Laboratory of Stem Cell Biology, Divisions of Immunology, Cell and Molecular Biology, Torrey Pines Institute for Molecular Studies, 3550 General Atomics Court, San Diego, California 92121, USA.
Virology. 2010 Jun 5;401(2):131-6. doi: 10.1016/j.virol.2010.03.005. Epub 2010 Mar 24.

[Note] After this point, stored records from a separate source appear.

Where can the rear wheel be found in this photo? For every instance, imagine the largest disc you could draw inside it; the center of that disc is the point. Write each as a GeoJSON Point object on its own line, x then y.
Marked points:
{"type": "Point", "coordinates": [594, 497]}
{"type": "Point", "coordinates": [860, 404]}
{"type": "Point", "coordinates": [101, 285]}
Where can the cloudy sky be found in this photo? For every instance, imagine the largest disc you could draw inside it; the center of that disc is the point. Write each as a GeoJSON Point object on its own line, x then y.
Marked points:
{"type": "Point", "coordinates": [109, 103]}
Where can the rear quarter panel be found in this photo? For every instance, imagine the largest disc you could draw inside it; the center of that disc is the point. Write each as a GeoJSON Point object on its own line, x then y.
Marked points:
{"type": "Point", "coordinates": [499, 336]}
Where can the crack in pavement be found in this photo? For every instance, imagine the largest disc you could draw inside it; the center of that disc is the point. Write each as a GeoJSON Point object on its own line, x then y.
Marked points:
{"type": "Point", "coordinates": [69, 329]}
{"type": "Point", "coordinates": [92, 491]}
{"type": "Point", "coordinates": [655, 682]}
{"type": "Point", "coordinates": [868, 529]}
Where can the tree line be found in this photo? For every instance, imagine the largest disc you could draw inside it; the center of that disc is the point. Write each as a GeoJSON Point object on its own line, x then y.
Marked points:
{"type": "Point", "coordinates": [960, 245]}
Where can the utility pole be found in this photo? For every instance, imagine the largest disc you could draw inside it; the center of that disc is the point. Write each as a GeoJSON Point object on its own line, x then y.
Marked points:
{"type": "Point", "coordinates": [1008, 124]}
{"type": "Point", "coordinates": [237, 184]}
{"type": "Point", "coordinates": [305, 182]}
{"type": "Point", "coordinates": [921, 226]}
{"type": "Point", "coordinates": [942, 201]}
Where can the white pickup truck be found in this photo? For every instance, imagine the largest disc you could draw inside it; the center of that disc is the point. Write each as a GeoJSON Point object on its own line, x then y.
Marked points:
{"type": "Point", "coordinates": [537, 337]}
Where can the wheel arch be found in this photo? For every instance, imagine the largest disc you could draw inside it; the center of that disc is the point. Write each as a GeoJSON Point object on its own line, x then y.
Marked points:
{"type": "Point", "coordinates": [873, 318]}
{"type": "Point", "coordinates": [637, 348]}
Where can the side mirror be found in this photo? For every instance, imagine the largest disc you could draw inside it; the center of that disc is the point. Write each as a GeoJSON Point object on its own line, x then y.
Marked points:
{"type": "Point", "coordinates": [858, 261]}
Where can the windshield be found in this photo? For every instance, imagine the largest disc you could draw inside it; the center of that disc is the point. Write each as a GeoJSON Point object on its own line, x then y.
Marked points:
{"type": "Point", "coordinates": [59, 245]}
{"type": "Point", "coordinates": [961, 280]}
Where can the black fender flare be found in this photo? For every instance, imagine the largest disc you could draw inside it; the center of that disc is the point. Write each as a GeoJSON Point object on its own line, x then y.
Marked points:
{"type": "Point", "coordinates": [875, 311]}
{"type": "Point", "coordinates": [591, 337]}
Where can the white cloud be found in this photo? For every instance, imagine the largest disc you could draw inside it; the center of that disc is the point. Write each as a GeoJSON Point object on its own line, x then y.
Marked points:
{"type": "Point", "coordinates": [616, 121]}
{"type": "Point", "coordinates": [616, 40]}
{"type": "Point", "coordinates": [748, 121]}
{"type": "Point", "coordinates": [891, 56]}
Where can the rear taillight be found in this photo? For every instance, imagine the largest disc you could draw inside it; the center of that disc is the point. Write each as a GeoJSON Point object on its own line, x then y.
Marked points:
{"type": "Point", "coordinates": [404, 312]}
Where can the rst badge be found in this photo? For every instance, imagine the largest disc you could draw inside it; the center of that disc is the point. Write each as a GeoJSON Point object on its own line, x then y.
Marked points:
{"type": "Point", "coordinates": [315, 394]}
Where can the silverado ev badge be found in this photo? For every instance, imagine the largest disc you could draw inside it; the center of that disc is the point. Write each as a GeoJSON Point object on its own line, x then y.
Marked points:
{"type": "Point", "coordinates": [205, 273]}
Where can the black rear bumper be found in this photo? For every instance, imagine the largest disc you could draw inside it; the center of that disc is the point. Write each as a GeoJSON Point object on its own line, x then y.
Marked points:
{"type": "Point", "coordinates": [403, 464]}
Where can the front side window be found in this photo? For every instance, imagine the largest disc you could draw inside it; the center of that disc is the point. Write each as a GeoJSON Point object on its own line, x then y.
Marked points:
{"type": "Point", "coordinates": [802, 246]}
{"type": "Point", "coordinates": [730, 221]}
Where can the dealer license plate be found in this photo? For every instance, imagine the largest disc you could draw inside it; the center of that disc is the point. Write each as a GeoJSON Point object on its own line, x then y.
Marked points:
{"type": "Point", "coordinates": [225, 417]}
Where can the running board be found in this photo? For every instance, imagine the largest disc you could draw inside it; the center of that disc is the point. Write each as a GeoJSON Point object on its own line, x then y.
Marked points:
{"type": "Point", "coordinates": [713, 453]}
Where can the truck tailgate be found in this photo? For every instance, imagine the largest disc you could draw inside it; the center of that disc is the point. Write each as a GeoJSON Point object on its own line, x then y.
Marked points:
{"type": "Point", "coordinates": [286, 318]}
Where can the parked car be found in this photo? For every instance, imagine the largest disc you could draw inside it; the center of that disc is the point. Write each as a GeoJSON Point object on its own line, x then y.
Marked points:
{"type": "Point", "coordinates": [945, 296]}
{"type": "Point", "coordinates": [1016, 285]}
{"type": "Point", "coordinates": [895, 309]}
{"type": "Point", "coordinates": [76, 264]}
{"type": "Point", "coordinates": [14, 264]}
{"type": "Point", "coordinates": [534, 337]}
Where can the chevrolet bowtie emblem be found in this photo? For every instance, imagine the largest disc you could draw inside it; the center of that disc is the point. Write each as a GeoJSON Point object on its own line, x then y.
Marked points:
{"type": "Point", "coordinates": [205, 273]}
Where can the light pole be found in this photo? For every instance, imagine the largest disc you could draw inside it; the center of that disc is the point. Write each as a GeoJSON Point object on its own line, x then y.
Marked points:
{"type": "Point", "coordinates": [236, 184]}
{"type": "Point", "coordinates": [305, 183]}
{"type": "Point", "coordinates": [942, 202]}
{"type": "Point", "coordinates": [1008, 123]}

HIV-1 V3 loop clones of virus isolates derived from patients suffering from thrombocytopenia were used for infection of the human thymus/liver conjoint hematopoietic organ that developed in the severe combined immunodeficient mouse (SCID-hu Thy/Liv). The V3 loop clones showed a significantly greater degree of inhibition of megakaryopoiesis than myelopoiesis and erythropoiesis of the human CD34+ progenitor cells, in vivo. Inhibition of megakaryopoiesis occurs through reduction in c-Mpl expression and consequent decrease in STAT5 activation. Therefore HIV-1 V3 loop sequences of thrombocytopenic patients exhibit preferential inhibition of megakaryocyte lineage-specific differentiation of CD34+ progenitor cells, thus reflecting the patients' clinical condition.
从患有血小板减少症的患者中分离出的 HIV-1 V3 环病毒分离株的克隆被用于感染在严重联合免疫缺陷小鼠(SCID-hu Thy/Liv)中发育的人胸腺/肝联合造血器官。V3 环克隆在体内显著抑制巨核细胞生成的程度大于对人 CD34+祖细胞的骨髓生成和红细胞生成的抑制。巨核细胞生成的抑制是通过减少 c-Mpl 表达和随之而来的 STAT5 激活减少而发生的。因此,血小板减少症患者的 HIV-1 V3 环序列表现出对 CD34+祖细胞的巨核细胞谱系特异性分化的优先抑制,从而反映了患者的临床状况。